Não ter qualquer ciúme só é possível quando tu te aceitares a ti mesmo tão completamente que não exista mais lugar para qualquer comparação, quando tu não te comparares com mais ninguém. Mesmo se a pessoa que amamos se aproximar de alguma outra pessoa, isso não criará qualquer comparação. É apenas o simples facto de que ela se tornou atraída por aquela pessoa.

Mas isso só é possível quando tu te tornares tão integrado em ti mesmo que tu possas viver sem um namorado(a), que tu possas viver sem estares a ser amado e ainda assim te sentires tão feliz quanto te sentes sendo amado; quando o amor não for mais uma necessidade, mas simplesmente uma alegria. Se tu estás a ser amado, tudo bem. Se tu não estás a ser amado, tudo está perfeitamente bem. Tu não estás atrás disso. Não há qualquer ego carente e tu não fazes disso uma viagem de ego.

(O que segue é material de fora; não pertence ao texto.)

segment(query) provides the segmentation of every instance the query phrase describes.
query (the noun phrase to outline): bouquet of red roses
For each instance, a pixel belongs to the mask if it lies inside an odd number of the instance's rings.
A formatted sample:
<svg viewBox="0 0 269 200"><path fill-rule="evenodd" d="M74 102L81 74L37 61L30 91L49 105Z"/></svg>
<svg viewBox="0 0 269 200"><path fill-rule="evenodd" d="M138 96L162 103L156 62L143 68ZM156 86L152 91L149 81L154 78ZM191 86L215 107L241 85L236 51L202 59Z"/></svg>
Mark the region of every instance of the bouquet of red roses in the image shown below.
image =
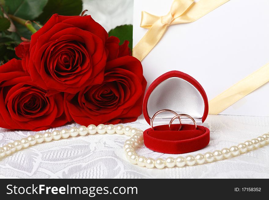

Quando o amor não é uma busca, não é uma necessidade, mas sim uma partilha, ele tem uma tremenda beleza. Aí, ninguém estará preocupado se ele vai ou não durar para sempre. Se ele acontecer apenas por este momento já será ótimo.

A ideia de fazer alguma coisa permanente surge apenas porque tu estás movido pela necessidade. Tu estás com medo, essa pessoa deu-te felicidade hoje e, se ela amanhã disser não, tu pensas que ficarás de novo infeliz. Assim, tu procuras dar um jeito para que amanhã ela não possa escapar. Trancas a porta! Mas uma vez que a porta esteja trancada, aquela energia do amor não estará mais presente, porque o amor acontece apenas em liberdade.

Um dia, através da aprendizagem, experimentando muitos relacionamentos, a pessoa torna-se madura. Então o ciúme desaparece. Então tu estarás simplesmente feliz se alguém vier e partilhar a sua energia contigo, ou se ela quiser partilhar com alguma outra pessoa, tu estarás feliz também. Essa é a liberdade individual, tu nada tens a ver com isso. Somente nós somos os mestres de nós mesmos e mais ninguém deve pretender ser o mestre dos outros. Quando a liberdade é deixada intacta, o amor cresce infinitamente.